Both the NFA and GCA regulate machineguns. “Machinegun” is defined under 26 U.S.C. § 5845(b) and 18 U.S.C. § 921(a)(23) as— Any weapon which shoots, is designed to shoot, or can be readily restored to shoot, automatically more than one shot, without manual reloading, by a single function of the trigger. The term shall also include the frame or receiver of any such weapon, any part designed and intended solely and exclusively, or combination of parts designed and intended, for use in converting a weapon into a machinegun, and any combination of parts from which a machinegun can be assembled if such parts are in the possession or under the control of a person. (Emphasis added.)

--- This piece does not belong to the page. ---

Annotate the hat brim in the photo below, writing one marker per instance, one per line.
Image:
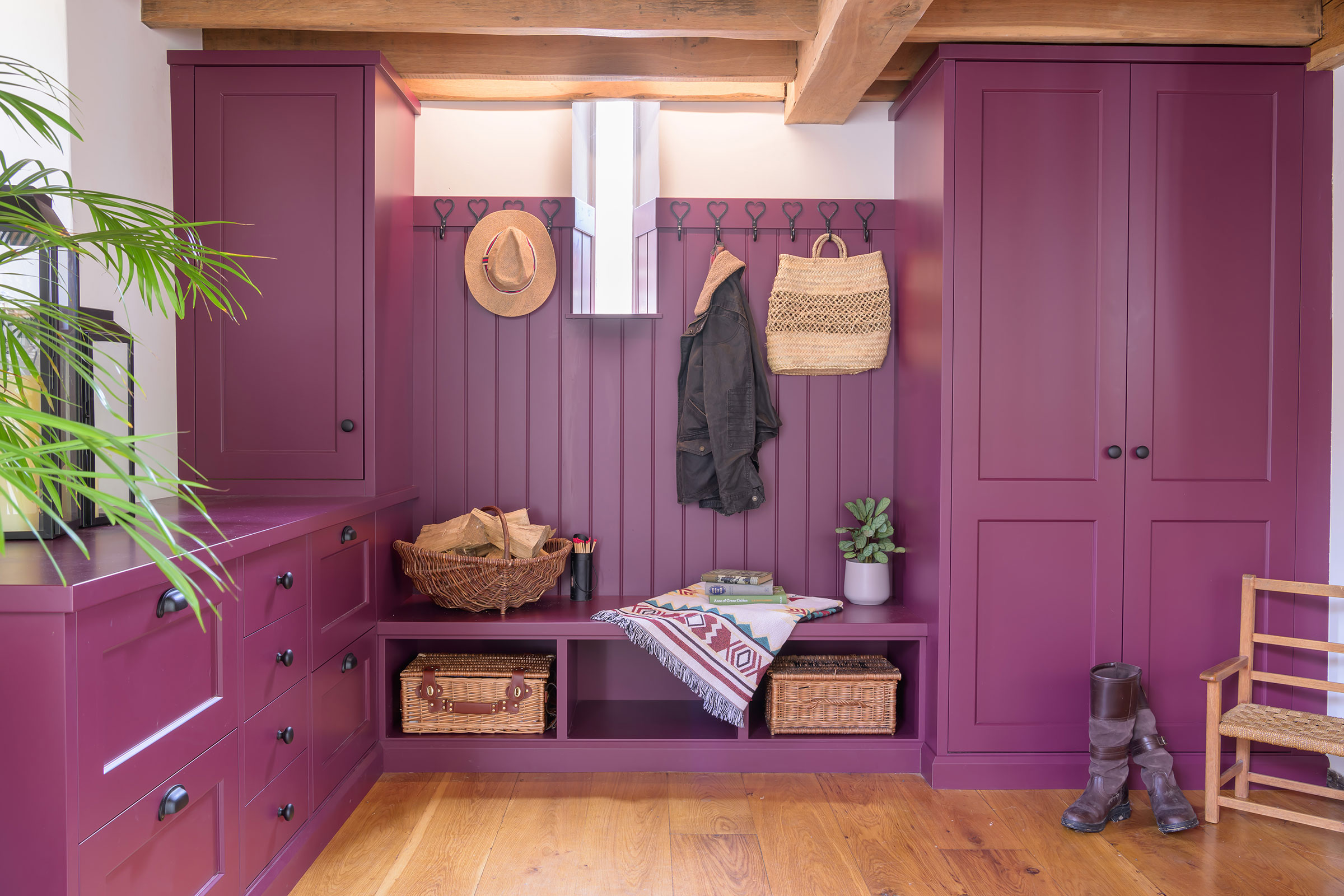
(535, 295)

ATF’s examination found that some FRT devices allow a firearm to automatically expel more than one shot with a single, continuous pull of the trigger. For this reason, ATF has concluded that FRTs that function in this way are a combination of parts designed and intended for use in converting a weapon into a machinegun, and hence, ATF has classified these devices as a “machinegun” as defined by the NFA and GCA. Accordingly, ATF’s position is that any FRT that allows a firearm to automatically expel more than one shot with a single, continuous pull of the trigger is a “machinegun”, and is accordingly subject to the GCA prohibitions regarding the possession, transfer, and transport of machineguns under 18 U.S.C. §§ 922(o) and 922(a)(4). They are also subject to registration, transfer, taxation, and possession restrictions under the NFA. See 26 U.S.C. §§ 5841, 5861; 27 CFR 479.101.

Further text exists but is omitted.